Harry Potter likes it too.
It's been too long since that first cleansing spending freeze, and we have found ourselves backsliding a little, so now we are doing another one. Last time, thanks to Christmas and a few other factors, we were able to put money into savings and meet several financial goals. This time will be different. We have a dental check-up next month for all three kids. I'm just praying there are no cavities this time. We didn't have a car payment last time we did the freeze, but we do now because our dear old Betty broke down and we had to buy a new (to us) van before we wanted to. Yes, we have some expenses coming up that can't be helped.
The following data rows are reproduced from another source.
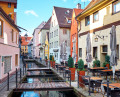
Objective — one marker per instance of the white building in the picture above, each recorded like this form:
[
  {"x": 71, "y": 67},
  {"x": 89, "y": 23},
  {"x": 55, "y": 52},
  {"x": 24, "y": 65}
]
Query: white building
[{"x": 60, "y": 33}]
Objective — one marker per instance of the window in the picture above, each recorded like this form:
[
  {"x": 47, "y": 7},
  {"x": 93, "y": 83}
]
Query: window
[
  {"x": 12, "y": 35},
  {"x": 9, "y": 5},
  {"x": 69, "y": 20},
  {"x": 52, "y": 34},
  {"x": 16, "y": 38},
  {"x": 104, "y": 49},
  {"x": 16, "y": 59},
  {"x": 117, "y": 49},
  {"x": 1, "y": 28},
  {"x": 64, "y": 31},
  {"x": 94, "y": 52},
  {"x": 87, "y": 20},
  {"x": 80, "y": 52},
  {"x": 95, "y": 16},
  {"x": 116, "y": 6},
  {"x": 7, "y": 63}
]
But even if we don't put a single dime into savings during this spending freeze--even if all we do is just barely stay in the black, keep our credit card balance at zero, and leave our emergency savings untouched--it will be totally worth it. It will be so much better than letting things spiral because why bother, we won't get ahead anyway. Someday soon, a gift or a Godbreeze will come, and we will be ready to receive it. That's what I've learned. That's what I'm reminded of when I look at our buffet.